Memories of working at the Aquarium in 1972
When I worked in the Aquarium during the summer of 1972, the first job of the day was to melt the block of ice containing herring that had already been placed in a tin bath for me. I spent half an hour or more playing a hose on it, and breaking it up with my fingers. Then the tin bath had to be dragged into the preparation room and then I had to gut and chop the fish. The guts went down the waste disposal unit and the heads and chopped bodies went into a bin ready for feeding time. By that time I’m covered in fish scales up to my elbows!
Next job is to climb in with the sleepy sealions and sweep all the poo away into the water. The waking sealions could seem a bit scary sometimes because they did seem to be grumpy as they barked at me.

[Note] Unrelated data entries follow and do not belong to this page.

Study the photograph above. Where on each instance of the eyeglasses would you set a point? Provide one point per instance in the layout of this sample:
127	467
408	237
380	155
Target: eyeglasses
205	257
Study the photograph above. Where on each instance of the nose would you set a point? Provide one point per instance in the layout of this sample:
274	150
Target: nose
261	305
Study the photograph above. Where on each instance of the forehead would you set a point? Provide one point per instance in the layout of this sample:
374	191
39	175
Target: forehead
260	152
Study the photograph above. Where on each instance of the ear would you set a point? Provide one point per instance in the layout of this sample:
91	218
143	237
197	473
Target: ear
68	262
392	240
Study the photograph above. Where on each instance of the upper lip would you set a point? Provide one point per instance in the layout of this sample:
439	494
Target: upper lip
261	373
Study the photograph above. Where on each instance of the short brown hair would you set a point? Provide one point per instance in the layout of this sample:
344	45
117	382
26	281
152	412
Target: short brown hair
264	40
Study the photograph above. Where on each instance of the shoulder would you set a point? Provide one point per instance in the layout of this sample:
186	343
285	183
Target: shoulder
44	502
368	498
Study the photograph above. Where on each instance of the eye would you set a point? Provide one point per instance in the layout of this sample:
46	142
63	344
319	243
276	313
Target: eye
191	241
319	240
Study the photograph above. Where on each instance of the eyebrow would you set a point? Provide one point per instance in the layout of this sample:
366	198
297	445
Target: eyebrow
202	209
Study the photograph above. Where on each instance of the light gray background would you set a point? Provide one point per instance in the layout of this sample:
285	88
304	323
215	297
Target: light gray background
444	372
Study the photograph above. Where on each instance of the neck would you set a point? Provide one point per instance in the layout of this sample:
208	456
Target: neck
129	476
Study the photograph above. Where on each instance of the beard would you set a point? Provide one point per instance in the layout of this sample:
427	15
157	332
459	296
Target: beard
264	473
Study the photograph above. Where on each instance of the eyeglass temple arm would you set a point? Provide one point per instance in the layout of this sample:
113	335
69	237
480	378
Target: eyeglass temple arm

Feeding time – the public’s favourite bit
Feeding time – the public’s favourite bit – involved a trick with Fred. I would walk halfway round their enclosure and push my way in through the crowds. On cue, Fred would jump right up on the wall, and make everybody else jump too, as I fed him his fishy reward.

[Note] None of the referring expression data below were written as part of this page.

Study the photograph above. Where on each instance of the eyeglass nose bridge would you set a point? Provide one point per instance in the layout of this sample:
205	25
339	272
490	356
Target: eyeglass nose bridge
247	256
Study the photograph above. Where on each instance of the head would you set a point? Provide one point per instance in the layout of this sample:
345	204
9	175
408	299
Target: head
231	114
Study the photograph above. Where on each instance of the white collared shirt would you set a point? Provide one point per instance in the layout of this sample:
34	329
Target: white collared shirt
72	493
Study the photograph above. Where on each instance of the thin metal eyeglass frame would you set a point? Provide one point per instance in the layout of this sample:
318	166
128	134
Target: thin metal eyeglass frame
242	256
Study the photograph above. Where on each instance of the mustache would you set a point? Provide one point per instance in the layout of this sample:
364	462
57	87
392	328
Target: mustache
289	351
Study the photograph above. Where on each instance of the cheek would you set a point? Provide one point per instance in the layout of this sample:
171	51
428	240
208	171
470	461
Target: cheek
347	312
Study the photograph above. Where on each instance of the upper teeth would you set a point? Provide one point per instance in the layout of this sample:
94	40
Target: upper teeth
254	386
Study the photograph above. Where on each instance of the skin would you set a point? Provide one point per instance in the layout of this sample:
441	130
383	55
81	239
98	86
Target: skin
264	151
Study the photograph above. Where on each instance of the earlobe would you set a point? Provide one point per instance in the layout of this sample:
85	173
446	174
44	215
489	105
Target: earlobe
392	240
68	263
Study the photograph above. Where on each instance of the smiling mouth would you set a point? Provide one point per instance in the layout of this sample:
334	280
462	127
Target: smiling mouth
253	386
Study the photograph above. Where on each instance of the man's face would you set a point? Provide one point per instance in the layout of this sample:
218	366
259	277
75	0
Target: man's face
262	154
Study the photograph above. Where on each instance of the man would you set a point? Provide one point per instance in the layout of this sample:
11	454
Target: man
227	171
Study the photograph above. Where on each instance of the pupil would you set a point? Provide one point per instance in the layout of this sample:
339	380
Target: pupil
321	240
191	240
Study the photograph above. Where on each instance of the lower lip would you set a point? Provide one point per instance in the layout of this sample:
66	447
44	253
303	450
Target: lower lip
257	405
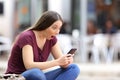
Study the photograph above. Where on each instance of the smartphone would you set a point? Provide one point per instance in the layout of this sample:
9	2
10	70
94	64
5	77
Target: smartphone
72	51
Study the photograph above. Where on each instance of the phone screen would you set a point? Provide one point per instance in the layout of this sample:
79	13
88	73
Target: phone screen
72	51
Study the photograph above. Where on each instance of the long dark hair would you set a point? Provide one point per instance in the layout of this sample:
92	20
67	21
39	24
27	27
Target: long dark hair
46	20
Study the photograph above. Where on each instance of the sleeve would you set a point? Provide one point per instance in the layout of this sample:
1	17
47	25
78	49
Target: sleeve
24	39
54	41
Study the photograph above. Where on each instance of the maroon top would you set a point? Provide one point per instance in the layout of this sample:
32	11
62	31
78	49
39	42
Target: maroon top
15	63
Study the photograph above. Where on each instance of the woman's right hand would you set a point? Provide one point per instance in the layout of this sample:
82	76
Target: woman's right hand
65	60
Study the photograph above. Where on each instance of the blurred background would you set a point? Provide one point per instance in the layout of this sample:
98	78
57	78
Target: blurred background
91	26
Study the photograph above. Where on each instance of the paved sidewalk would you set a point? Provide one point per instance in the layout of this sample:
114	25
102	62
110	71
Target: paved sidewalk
90	71
99	71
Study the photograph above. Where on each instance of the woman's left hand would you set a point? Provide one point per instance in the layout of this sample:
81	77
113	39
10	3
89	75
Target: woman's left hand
70	60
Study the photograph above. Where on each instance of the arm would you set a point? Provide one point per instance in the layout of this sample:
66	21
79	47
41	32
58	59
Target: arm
27	54
63	60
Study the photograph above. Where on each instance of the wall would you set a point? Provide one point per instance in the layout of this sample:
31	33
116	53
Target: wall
6	19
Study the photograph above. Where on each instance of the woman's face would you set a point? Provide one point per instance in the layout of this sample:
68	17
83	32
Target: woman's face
53	30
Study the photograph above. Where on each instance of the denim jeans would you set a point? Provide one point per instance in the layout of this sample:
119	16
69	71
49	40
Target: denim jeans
69	73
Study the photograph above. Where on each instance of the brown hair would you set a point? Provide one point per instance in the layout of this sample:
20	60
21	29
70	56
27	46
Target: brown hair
46	20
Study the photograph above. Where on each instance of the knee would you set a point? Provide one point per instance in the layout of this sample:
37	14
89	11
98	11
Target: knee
34	74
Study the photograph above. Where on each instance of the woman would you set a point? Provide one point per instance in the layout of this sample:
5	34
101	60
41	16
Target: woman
32	48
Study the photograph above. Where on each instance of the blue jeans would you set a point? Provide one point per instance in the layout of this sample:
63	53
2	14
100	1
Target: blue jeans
69	73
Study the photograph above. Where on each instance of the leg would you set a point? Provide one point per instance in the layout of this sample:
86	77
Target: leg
70	73
34	74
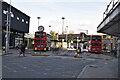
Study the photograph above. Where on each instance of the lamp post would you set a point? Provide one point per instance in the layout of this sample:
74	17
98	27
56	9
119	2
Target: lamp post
8	28
63	25
66	34
49	28
38	20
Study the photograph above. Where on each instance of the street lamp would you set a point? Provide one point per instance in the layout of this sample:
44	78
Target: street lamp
63	25
8	28
66	34
38	20
49	28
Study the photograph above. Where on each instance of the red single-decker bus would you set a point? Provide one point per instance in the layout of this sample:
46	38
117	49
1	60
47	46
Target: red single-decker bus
40	40
95	44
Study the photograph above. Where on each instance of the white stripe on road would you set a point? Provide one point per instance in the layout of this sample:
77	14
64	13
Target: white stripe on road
82	72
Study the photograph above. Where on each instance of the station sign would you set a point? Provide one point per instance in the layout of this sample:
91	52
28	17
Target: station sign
40	28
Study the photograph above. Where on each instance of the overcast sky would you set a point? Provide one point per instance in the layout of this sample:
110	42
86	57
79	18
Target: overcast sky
79	14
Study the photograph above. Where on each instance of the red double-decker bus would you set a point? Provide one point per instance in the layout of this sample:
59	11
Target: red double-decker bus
95	44
40	40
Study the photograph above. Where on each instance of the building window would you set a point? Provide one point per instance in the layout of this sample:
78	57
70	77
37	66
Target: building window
12	15
5	12
23	20
18	18
26	22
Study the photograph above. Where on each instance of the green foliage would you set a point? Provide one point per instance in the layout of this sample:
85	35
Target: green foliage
54	35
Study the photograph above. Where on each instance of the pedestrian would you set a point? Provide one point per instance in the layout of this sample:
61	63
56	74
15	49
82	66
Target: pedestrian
22	49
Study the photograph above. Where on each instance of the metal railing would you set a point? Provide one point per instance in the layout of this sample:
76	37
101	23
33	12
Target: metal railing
110	7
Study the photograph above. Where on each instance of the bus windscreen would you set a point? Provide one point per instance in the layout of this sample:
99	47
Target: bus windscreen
96	38
39	35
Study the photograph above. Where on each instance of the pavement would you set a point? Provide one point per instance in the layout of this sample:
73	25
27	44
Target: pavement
107	66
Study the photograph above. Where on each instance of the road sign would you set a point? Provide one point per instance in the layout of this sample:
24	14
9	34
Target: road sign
41	28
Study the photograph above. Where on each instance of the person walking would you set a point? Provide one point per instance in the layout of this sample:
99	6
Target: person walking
22	49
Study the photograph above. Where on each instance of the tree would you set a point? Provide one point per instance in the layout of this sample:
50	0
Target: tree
54	35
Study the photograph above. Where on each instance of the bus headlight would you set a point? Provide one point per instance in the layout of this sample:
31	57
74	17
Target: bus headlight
35	48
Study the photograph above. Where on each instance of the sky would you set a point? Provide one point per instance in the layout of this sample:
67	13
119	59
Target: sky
80	15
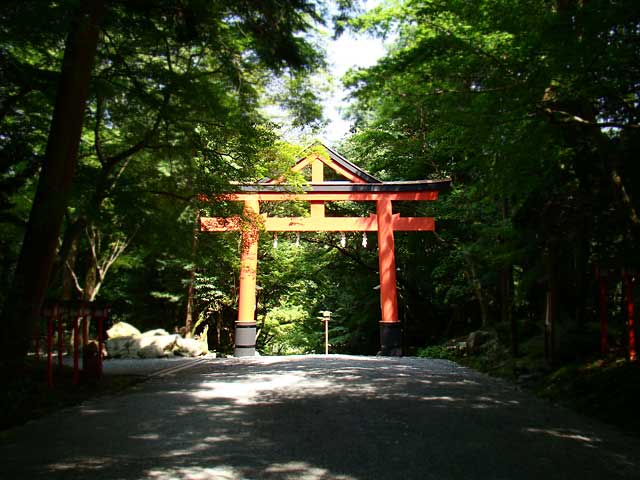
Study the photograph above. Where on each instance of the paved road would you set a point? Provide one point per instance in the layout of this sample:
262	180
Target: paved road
317	417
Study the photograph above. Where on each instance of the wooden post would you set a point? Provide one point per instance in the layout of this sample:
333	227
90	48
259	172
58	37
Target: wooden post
60	334
317	176
326	318
603	313
390	332
76	346
50	350
245	338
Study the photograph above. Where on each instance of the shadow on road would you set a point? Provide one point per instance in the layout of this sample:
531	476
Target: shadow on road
320	418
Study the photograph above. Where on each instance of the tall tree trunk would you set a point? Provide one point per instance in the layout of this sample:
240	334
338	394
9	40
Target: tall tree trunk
68	284
188	324
477	290
551	307
54	184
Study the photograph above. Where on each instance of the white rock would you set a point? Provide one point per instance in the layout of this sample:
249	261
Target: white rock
123	329
123	347
190	347
158	332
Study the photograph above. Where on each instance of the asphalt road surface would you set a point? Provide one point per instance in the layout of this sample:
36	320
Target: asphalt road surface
316	417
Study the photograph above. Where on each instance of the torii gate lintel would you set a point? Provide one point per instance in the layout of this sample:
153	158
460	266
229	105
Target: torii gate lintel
360	187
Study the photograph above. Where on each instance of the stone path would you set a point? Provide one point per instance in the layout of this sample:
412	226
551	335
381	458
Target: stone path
317	417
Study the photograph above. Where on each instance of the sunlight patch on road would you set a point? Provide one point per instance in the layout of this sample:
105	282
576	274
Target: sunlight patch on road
566	434
302	470
247	391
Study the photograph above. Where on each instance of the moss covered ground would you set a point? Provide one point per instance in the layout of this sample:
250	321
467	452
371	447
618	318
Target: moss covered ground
26	394
605	388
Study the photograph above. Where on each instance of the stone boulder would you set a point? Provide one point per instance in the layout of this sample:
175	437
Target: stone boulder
123	347
126	341
481	340
158	332
190	347
123	329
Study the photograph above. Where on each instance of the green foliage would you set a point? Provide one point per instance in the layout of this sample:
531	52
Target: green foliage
437	351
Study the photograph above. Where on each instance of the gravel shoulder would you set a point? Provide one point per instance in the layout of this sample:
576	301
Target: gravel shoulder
317	417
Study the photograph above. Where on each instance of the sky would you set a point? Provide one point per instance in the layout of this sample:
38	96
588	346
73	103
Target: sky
346	52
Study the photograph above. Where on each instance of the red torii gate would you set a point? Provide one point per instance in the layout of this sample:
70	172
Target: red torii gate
359	186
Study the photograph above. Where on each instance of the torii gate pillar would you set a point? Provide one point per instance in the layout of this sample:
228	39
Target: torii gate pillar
359	187
245	338
390	331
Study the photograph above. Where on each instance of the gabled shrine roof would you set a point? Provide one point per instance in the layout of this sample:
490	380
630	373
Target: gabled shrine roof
368	183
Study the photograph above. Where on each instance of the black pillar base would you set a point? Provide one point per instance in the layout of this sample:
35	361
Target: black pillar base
390	340
245	340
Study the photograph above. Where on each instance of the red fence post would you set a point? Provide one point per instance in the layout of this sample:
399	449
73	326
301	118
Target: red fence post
75	348
59	316
37	340
50	350
603	314
629	283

I also looked after two rescued seals called Yogi and Sunshine, with their big, weepy eyes and sad faces. I taught them both to press a car hooter with their noses for a fish.

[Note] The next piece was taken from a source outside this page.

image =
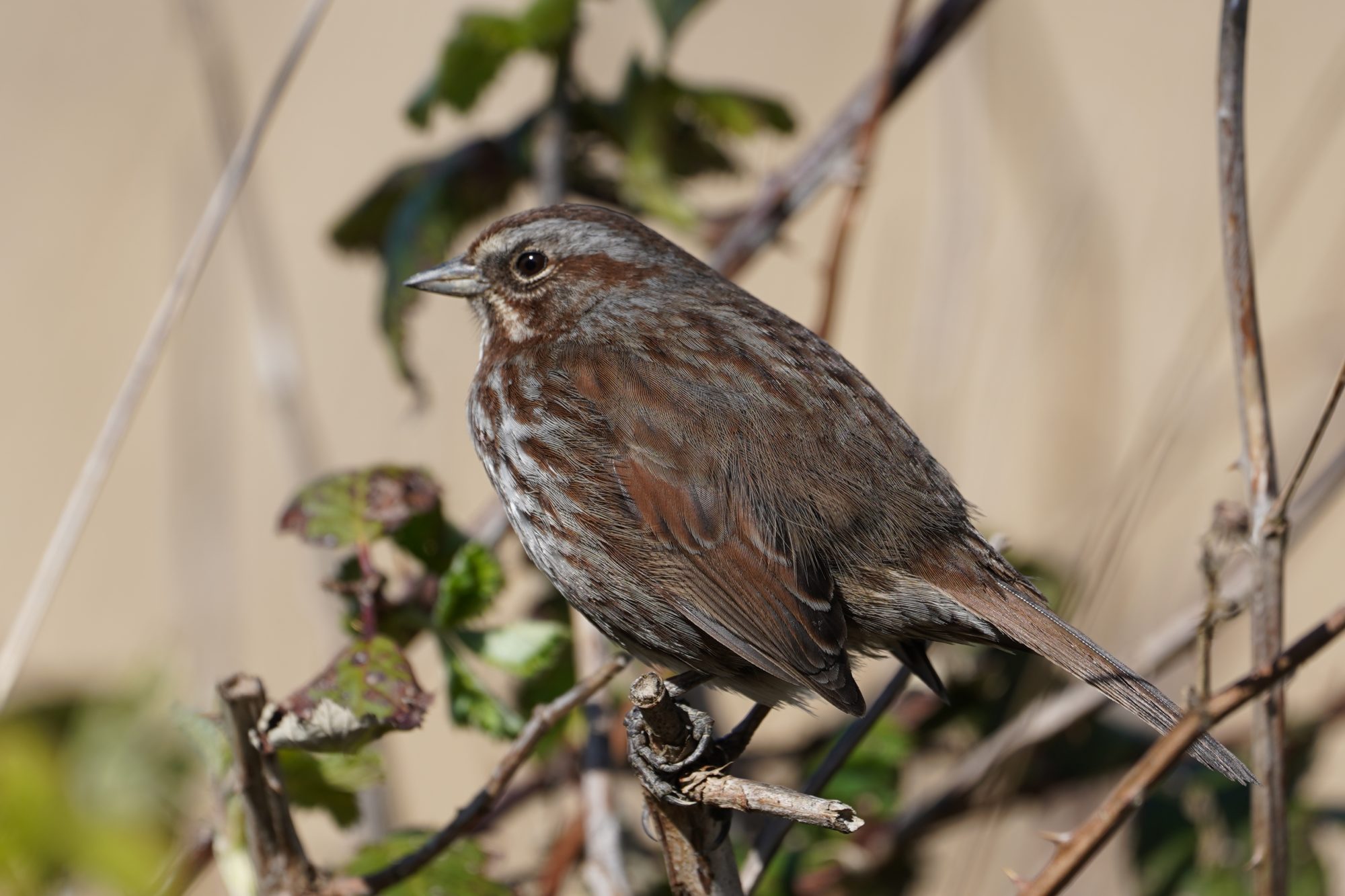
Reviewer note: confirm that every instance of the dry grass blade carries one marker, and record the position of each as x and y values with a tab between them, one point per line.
75	516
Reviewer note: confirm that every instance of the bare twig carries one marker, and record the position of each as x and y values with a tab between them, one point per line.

Fish scales up to my elbows
My boyfriend at the time wore an aubergine suit to work and we would meet for lunch. Picture this, me in jeans and stinky T-shirt with fish scales up to my elbows, him in an aubergine suit sitting on the Aquarium Terraces eating our packed lunches and staring into each other’s eyes.
I did have to make sure I had a shower and changed before I joined the public for the bus journey home. I would walk past the dolphins to get to the shower and they would always swim over for a squeaky conversation. I was given the opportunity to swim with them a couple of times in their pool and it was spectacular. They are so inquisitive. I was able to stroke them – they feel a bit like freshly boiled and shelled eggs.
I left Brighton in 1976 and heard later that the dolphins had been released – I hope they are happy, swimming free somewhere warm.